Gerçekten kuruluşundan itibaren yüzü batıya dönük olan Osmanlılar’ın Anadolu’ya karşı takip ettikleri siyaset, arkalarını emniyete almaktan öteye geçmemiştir. Bu yüzdendir ki Anadolu içlerine doğru ilk Osmanlı harekatı, Yıldırım tarafından, ancak Niğbolu zaferinden sonra vaki olmuştur. Sultan I. Mehmet, bütün varlığıyla tebasına hizmet eden bir sultandı. Onları huzursuz edecek hususları bertaraf eder, cemiyette sükuneti temine müstesna bir gayret sarf ederdi. Bu ölçüsü istikâmetinde İzmir’deki Rodos şövalyelerinin müstahkem kulelerini, halkın maruz kaldığı zulüm ve bunun neticesi ayyuka çıkan şikayetler dolayısıyla bir gecede yıktırdı. Bunun üzerine şövalyelerin üstad-ı azamı Sultan’a gelip bu hareketin Avrupa devletleriyle ve Papa ile harbe sebep sayılabileceğini söyleyerek Sultan’a geri adım attırmak istedi. Sultan I. Mehmet ise, gayet vakur bir şekilde şu siyasi cevabı verdi:

“Ben Müslümanlar kadar Hıristiyanları da pederane himâye etmek isterim. Ancak şer ve fesat kazanı haline gelmiş bulunan İzmir kulelerini yıktırmam zaruri idi. Çünkü herkesin hakkını tevzi ederek, tebamın ve ahalimin huzur ve sükunu yolunda benden bekleneni yerine getirmem iktiza etmektedir. Sizler, benden -bütün haçlıların karşıma çıkacağını bilsem de- adalete mugayir bir iş yapmamı asla beklemeyin!..”

Bu ağır çileler dolayısıyla pek genç yaşta ölüm döşeğine yatan Sultan I. Mehmet, son nefesinde bile tebasını ve devletini düşünerek vezirlerine yaptığı son vasiyeti çok ibretlidir: “Derhal büyük oğlum Murat’a haber salın, gelsin! Zira ben şu döşekten artık kurtulamam.. Şayet Murat gelmeden ölürsem, sakın ola, vefatımı kimseye duyurmayın; yoksa bütün memleket birbirine girer, yeniden sel gibi kardeş kanları akmaya başlar!..”

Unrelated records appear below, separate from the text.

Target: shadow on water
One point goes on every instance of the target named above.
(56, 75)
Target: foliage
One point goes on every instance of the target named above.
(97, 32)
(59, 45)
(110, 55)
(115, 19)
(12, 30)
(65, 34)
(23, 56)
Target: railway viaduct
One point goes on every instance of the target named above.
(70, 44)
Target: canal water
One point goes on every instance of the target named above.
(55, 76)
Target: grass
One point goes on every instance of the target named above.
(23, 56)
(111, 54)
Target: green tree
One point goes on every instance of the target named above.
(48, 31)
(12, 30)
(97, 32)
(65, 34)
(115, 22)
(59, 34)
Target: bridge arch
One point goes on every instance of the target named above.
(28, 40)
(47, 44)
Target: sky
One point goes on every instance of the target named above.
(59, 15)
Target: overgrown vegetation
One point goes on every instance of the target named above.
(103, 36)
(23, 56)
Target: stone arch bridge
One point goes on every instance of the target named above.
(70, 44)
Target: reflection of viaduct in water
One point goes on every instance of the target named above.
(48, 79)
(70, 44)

Böylesine ilahi bir mesuliyyetle mücehhez koca Sultan, vefat ettiğinde çok gençti. Vasiyeti üzere cenazesi, oğlu gelinceye kadar, yani tam 41 gün bekletildi. Böylece cesediyle bile devlet ve milletine hizmet eden bu Sultan, ne mübarek bir sultan olduğunu herkese tasdik ettirmiş oldu.